“Kaç yaşında olursa olsun, o benim için hala çocuk.” Hepimiz annelerin ağzından buna benzer ifadeler duymuşuzdur. Bu düşünceler bize çok masum gibi görünse de, çocukların kişiliği oturmamış, öz güveni eksik bireyler olarak yetişmesine sebep oluyor.
Erkek çocuklarının anneleriyle ilişkileri hep özel ve zorlu olmuştur. Ergenlik süreci bu durumu ayrı bir noktaya sürükler. En iyisi uzmanların bu konudaki görüşlerine kulak vermek ve anne-çocuk ilişkisine zarar vermeden, ergenlik gibi zorlu bir evreyi mümkün oldukça az sıyrıkla atlatmak.

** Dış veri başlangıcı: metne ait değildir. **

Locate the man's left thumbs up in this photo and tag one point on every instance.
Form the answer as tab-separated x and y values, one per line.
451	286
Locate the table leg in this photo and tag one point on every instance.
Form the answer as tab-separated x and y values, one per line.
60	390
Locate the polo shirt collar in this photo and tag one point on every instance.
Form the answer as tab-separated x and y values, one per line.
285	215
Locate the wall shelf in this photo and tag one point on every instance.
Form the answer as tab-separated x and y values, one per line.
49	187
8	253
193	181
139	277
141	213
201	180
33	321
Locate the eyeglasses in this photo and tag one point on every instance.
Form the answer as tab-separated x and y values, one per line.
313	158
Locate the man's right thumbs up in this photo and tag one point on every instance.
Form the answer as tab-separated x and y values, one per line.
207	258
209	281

Erkek çocuğunuz 12 yaşlarına ulaştığında, onda görmeye alıştığınız her şeyin kökten bir değişikliğe uğramaya başladığını fark edersiniz. Zamanla o eski masum çocuk gider, yerine daha saldırgan, daha çabuk öfkelenen bir genç gelir. Artık karşı cinsin farkındadır ve bedeni testosteron hormonuyla tanışmıştır. Eskiden dondurma yemeye götürdüğünüz çocuğunuzla alışverişe çıktığınızda, onu artık üç metre gerisinden izlemeniz gerekir. Süper kahraman posterleri, yerini alternatif müzik gruplarınınkine bırakır. Aynanın karşısında saatler harcamasına rağmen yaşıtlarında uyandırmak istediği izlenim, görünümüne hiç özen göstermediği, aslında hiçbir şeyi de umursamadığıdır.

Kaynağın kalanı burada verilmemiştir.